History repeats but never on the same track. Permaculture people, today, come up with ideas they believe to be new but which those with long memories will recognise in a similar form from way back. Sometimes, that past is forgotten, an example, by way of analogy, being Michael Mobbs’ sustainable house in Chippendale, Sydney. Michael’s is credited with being the first intentionally sustainable house in Australia, yet it stands less than 300 metres from where the actual first sustainable house stood.
That first sustainable house was only a temporary structure, a design-and-build exercise by Sydney University architecture students of the 1970s. Out of that course came earth building architects, Brian Woodward and Rye Mitchell. Brian became known to the Sydney permaculture community of a couple decades ago for the earth building courses at his Wollombi property, Earthways. In the 1980s, Rye and a group would meet at the Permaculture Epicentre on Enmore Road, now the premises of Sydney’s longest running food co-op, Alfalfa House. There, they were planning an earth-built intentional community on the NSW south coast, modelled on the traditional Italian hill village as a close-packed settlement surrounded by open space and agricultural land. I was one of that group.

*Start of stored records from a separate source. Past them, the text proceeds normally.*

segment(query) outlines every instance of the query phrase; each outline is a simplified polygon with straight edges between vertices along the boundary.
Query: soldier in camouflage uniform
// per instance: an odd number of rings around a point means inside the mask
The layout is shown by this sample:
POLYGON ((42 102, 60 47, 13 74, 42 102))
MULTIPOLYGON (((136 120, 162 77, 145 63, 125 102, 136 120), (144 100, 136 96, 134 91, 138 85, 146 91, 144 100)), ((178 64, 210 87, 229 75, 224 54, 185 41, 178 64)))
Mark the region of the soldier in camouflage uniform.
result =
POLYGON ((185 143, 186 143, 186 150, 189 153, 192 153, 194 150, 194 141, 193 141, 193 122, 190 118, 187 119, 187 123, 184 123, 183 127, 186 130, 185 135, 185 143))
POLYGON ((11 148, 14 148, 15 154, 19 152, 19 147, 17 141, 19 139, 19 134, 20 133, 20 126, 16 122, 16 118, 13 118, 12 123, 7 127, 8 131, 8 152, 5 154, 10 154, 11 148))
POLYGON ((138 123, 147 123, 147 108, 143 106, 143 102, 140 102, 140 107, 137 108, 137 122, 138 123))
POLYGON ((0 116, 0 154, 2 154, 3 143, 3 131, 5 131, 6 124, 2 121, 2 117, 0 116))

Another learning from the not-all-that-distant-past is that government could have a role in enabling sustainable rural resettlement, however the prospects for this appear dim, going by the types of government and politician, of all parties, that we have been afflicted with since the 1990s. Rural resettlment simply doesn’t fit their economic models.
We can trace the origin of community living and, to a large extent, of permaculture itself to the cultural melange that was the 1970s youth culture, however the concept that permaculture encapsulates actually preceded it by decades. It was the idea of polymath, Buckminster Fuller, and it was known as ‘whole systems design’. Perhaps it’s no accident that Fuller was a profound influence on the alternative culture of the 1970s.
What would be both truly constructive and instructive would be to define what all the useful stuff from the seventies and eighties is, and which of it is worth reinventing in modern form.